Does It Hurt?

When I was a kid, I thought that losing your toes was a natural part of aging, like losing baby teeth. Every summer I stayed with my Grandmother Mary in Oklahoma, I would see her missing toes, healed, smooth, and pink like polished coral stone, and I would curl my own in fear of the day they would break free from my feet. I didn’t know that this had anything to do with diabetes. I had heard the word, but I didn’t know what it meant until one day Grandmother explained it to me as I watched her inject insulin into her stomach. I was six.

Grandmother lifted up her sweater revealing her almond-colored belly, stippled with fine pink lines carved by my father and uncle’s incubations, so much paler than her arms and face. She swabbed it carefully with alcohol-soaked cotton and inserted her needle.

“Does it hurt, Grandma?”

“Not much. It keeps me alive, baby. It’s for my diabetes.”

“What’s a diabetes?”

“It’s something that people can get that makes them sick when they eat sugar.”

“Like when I get a tummy ache after too much ice cream?” She smiled at me as she removed the needle.

“Maybe it’s something like that in the beginning. But eventually it turns bad, and you lose your toes like Grandma.”

“Does it hurt a lot when you lose one?”

“No baby, it doesn’t hurt.”

Her lie was enough for me at that age.

As regular as May redbud blooms and May tornadoes, I went to visit her every summer. Each time she seemed to be missing another toe. But they were always healed by the time I arrived. No bandages, only smooth skin. In later summers, when insulin alone wasn’t powerful enough to keep her from renal failure, I would accompany her to the dialysis clinic and watch between the cracks of my fingers as a much larger needle cut into her arm. It was my eighth summer.

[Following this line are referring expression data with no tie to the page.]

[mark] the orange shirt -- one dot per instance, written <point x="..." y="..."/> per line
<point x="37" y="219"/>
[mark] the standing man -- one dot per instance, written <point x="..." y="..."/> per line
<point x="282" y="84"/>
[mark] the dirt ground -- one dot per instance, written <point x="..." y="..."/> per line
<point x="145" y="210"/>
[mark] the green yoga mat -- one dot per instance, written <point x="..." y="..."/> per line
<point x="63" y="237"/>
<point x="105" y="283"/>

The nurse swabbed Grandmother’s forearm in vigorous circles before inserting the heavy-gauge needle into her skin in one quick motion. I rubbed my own arm and wished I hadn’t watched.

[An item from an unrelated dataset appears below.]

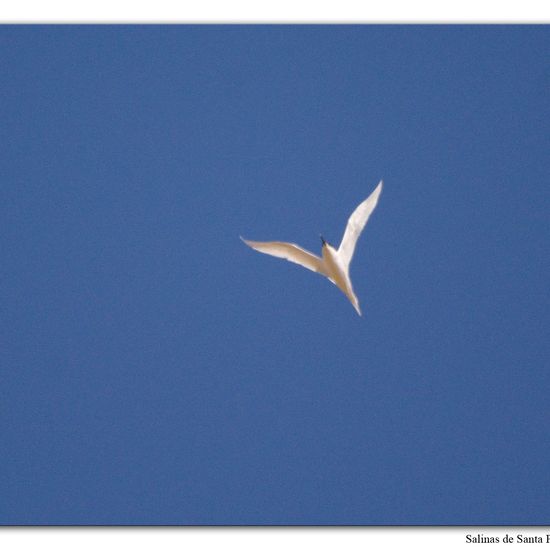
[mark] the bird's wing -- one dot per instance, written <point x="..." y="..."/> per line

“That’s a big needle, Grandma. Does it hurt when it goes in?”

“No, baby. The nurse here is real good at her job so I barely feel it when it goes in.”

“What does the machine it’s connected to do?”

“It cleans all of the bad stuff out of my blood and then it puts it back in my body.”

“Does it hurt when they suck it out of you?”

“I don’t feel it at all.”

After the loud whirring machine finished filtering the toxins from her blood, Grandmother took me out for ice cream.

Like clockwork over the next few years, her body continued to break down and the disease claimed her left leg up to the knee. After the shots in her belly failed to regulate her insulin levels and the waste in her blood only clogged the whirring machine and she had no more parts to lose, Grandmother had a stroke and I visited her in Oklahoma for the last time. I was fourteen. I stood beside her bed at Lawton Indian Hospital, looking at all the needles, tubes, wires snaking across her form and the beeping machines keeping her blood pumping and her lungs filled.

“Does it hurt, Grandma?” I asked her for the last time.

Her answer took a long time to form and when it did her voice was far away, a whisper behind a closed door.

“No baby. I don’t feel anything at all.”